Obviously, insurers will have to provide this massive new pool of clients with a full range of facilities and treatment options.
Another development affecting Saudi Arabia’s healthcare sector include the June 2015 opening up of the Saudi Stock Exchange to foreign investment, and billions of dollars in capital flows from abroad seeking to home in on the more than 165 companies on the Tadawul All Share Index.
Spimaco is the only one in its sector with a Tadawul listing and Mr Al Khalaf says the new investment flow entering the market will be seen as a welcome development in his company’s boardroom.
“Apart from the liquidity, foreign capital flows will help improve corporate governance, on matters such as disclosures.
New liquidity would help us to aggressively expand into new markets. As a listed company with a long-established track record that counts for a good deal,” notes Mr Al Khalaf.

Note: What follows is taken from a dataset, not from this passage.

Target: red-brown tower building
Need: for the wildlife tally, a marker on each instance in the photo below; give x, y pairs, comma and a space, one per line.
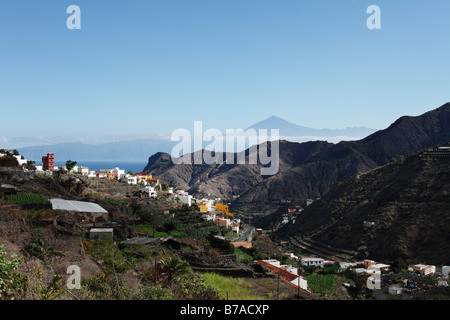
48, 162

Spimaco’s capitalisation of SAR1.2 billion (£208 million) makes it one of the largest of the 14 industrial investment firms listed on the exchange, second in fact only to the Saudi Arabian Mining Company (Ma’aden), which stands at SAR11.68 billion, and ahead of the Abdullatif Industrial Investment Company at SAR812.5 million.
“Financially, Spimaco is in a very strong position and the outlook for the industry is very positive,” states Mr Al Khalaf, adding that specialist European companies could partner in a lucrative, expanding pharmaceuticals market in the kingdom and expand technical know-how and expertise in the sector.